Tom A. wrote:
Why should the manufacturers test more outside?
Those studies (along with logic and physics) demonstrate that drag values obtained within a wind tunnel match extremely close to the data measured outdoors, and to a level well capable of teasing out differences between frames. The correlation is there.
However, wind tunnel testing is significantly faster, easier, and more consistent.
They aren't going to test outside just because you don't get that...that would be a waste of time and resources.
I'm saying that you cannot just choose to focus on the potentially insignificantly small effect of your aero frame, and just use idealized wind tunnel data, and then claim 'my frame is the fastest as per wind tunnel testing', when in outdoor practice, normally encountered variability can render that small measured effect irrelevant and unmeasurable.
It is absolutely NOT a waste of time and resources to test bikes outside the wind tunnel. That's something so easily done as per the article you linked to above, that it SHOULD be done, every time. Costs a HECK of a lot less than a wind tunnel, and is much closer to race situations.
We encounter this sort of 'avoid the-gold-standard test' approach all the time in biology and drug development. Companies might know full well that their drugs don't work as well as they claim in the fuzzier real world situation where real patients take the meds, but they try and pass off selected laboratory highly controlled studies with good results as surrogates measures. If someone is purposefully avoiding providing data that should otherwise easily be measured (and I consider the bikeradar 'experiment' a pretty easy one, at that), you must first ask why they would go through so much trouble to not do the easier outdoor experiment.
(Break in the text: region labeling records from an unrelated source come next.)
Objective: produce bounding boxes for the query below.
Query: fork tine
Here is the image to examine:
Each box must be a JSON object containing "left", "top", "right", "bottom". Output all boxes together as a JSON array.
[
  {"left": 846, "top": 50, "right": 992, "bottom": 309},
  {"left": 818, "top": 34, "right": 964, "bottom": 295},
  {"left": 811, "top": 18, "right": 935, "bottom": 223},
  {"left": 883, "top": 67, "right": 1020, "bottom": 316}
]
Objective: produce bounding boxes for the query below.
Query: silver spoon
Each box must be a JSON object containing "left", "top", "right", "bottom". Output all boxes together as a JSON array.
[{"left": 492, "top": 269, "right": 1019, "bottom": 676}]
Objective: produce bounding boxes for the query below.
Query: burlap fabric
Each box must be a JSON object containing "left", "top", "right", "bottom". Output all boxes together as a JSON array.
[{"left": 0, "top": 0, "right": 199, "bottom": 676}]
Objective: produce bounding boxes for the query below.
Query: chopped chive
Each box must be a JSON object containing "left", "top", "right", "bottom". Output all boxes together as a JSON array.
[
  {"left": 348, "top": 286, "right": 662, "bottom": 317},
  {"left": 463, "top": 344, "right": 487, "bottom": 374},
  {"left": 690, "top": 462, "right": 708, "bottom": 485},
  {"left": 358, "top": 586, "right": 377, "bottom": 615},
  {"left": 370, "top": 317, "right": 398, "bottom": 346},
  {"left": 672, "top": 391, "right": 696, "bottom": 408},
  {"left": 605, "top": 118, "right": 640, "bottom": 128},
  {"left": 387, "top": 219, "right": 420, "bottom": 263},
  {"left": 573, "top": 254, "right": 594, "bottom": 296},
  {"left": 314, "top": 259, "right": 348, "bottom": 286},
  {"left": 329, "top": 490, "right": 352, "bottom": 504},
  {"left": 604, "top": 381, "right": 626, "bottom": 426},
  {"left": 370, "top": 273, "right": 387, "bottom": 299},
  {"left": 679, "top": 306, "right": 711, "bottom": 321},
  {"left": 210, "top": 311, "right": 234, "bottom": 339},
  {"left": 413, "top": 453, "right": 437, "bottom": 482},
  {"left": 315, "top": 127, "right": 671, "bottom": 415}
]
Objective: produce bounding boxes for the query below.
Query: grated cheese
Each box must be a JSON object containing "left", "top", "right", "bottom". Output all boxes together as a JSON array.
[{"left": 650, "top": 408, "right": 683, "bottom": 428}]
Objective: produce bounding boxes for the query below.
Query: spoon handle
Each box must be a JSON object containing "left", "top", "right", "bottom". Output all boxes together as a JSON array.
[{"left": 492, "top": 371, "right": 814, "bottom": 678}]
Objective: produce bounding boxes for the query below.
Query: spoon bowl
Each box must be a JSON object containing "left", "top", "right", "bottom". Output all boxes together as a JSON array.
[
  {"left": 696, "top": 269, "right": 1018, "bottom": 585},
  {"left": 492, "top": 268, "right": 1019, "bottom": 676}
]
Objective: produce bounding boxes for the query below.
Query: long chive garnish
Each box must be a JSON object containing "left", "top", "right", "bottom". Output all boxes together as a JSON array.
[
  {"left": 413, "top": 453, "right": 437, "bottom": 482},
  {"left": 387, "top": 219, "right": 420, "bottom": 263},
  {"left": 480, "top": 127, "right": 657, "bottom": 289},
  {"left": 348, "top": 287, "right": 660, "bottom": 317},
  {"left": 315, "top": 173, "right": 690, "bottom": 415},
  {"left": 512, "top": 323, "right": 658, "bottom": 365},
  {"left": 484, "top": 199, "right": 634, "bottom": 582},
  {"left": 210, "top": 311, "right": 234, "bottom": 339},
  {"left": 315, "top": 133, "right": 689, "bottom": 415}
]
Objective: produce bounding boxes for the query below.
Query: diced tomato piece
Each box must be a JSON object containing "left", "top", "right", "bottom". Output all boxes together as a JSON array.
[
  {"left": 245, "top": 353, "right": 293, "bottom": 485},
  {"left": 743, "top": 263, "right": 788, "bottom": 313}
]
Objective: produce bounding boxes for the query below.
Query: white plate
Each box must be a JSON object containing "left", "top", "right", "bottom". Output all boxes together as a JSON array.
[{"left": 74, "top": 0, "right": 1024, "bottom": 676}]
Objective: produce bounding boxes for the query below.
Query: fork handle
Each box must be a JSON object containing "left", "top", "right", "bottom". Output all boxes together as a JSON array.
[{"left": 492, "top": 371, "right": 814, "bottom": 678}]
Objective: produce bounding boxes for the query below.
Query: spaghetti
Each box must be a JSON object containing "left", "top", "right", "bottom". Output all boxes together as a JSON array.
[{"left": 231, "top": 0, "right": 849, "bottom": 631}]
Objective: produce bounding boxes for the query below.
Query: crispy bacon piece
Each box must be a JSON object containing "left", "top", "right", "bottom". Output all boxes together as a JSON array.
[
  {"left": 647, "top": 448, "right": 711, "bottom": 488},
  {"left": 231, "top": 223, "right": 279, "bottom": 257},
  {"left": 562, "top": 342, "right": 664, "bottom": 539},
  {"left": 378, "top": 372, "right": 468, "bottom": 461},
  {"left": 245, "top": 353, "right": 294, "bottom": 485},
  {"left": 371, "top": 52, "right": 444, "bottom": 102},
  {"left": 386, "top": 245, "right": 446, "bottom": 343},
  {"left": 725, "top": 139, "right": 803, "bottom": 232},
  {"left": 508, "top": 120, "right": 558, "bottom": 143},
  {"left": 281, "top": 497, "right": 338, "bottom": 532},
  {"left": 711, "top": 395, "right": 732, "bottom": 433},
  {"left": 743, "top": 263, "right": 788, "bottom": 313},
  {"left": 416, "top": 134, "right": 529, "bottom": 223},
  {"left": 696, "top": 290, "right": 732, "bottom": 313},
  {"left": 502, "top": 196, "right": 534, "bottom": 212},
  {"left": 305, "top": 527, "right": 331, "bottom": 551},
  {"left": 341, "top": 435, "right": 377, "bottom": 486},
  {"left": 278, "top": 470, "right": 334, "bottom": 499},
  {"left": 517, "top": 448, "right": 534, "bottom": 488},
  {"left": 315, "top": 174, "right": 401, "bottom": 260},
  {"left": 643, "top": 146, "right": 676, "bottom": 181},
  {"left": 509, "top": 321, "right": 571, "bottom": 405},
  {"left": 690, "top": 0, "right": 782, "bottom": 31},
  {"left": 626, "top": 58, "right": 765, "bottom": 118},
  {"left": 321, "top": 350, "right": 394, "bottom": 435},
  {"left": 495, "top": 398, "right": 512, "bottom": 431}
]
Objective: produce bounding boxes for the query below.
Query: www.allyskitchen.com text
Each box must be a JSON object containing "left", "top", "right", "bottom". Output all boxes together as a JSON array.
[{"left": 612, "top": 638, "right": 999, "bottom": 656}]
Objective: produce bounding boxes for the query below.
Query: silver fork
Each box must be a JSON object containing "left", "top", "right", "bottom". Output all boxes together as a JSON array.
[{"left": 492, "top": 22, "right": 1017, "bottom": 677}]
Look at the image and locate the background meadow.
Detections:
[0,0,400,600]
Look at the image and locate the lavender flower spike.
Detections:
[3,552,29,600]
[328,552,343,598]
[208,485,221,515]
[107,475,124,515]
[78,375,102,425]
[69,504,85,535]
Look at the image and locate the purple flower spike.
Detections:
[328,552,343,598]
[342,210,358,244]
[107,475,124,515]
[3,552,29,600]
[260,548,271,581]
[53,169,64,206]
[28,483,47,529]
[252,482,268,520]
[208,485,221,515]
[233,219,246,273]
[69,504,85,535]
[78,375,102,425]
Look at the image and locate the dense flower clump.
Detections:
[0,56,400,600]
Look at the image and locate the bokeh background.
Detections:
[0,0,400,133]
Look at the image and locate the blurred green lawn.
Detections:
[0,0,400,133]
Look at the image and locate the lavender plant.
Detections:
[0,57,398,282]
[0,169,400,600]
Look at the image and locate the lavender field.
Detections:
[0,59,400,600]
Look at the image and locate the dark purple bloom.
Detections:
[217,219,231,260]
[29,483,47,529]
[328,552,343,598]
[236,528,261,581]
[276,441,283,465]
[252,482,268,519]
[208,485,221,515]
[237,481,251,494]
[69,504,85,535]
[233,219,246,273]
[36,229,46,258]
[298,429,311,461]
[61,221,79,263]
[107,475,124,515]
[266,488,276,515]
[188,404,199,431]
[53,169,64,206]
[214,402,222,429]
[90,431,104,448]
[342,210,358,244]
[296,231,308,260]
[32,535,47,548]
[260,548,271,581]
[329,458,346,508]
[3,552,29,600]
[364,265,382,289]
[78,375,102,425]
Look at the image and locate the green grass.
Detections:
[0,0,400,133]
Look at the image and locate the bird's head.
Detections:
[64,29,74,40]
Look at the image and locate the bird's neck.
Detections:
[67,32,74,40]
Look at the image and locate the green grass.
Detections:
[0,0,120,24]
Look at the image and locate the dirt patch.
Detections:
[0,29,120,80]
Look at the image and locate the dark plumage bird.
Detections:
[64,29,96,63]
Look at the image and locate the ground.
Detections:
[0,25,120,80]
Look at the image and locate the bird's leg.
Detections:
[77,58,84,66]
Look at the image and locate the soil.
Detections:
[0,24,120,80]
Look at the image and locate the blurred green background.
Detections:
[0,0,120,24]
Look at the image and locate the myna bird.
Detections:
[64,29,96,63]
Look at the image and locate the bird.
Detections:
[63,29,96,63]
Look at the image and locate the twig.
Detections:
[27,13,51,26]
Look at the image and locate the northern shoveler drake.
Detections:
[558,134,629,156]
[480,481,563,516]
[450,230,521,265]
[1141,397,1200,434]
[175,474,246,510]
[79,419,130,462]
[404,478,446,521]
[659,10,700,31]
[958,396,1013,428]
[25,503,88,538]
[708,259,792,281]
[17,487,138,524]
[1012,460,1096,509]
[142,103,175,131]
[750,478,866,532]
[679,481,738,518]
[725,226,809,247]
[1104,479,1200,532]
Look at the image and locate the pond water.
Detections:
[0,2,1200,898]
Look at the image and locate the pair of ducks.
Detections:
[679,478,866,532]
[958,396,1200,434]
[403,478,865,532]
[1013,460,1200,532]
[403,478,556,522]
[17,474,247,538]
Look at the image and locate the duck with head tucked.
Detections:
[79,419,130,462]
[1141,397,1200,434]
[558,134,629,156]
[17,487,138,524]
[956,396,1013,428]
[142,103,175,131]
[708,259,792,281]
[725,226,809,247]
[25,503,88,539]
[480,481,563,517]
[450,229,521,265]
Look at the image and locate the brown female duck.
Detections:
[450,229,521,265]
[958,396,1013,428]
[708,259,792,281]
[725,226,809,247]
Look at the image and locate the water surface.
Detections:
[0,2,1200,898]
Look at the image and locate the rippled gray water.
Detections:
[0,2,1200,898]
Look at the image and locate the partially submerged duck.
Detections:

If bikeradar did that same trial with 5 bike frames, and couldn't measure a reliable difference, I would conclude 'no significant difference in aero advantages' for those frames, regardless of how well one of the performs in the wind tunnel. Likewise, if they showed that the Cervelo was reliably faster outdoors in those tests, but was last in the wind tunnel, I'd first make sure they weren't screwing up their methodology, but if the methods were sound, I'd go with the Cervelo as fastest.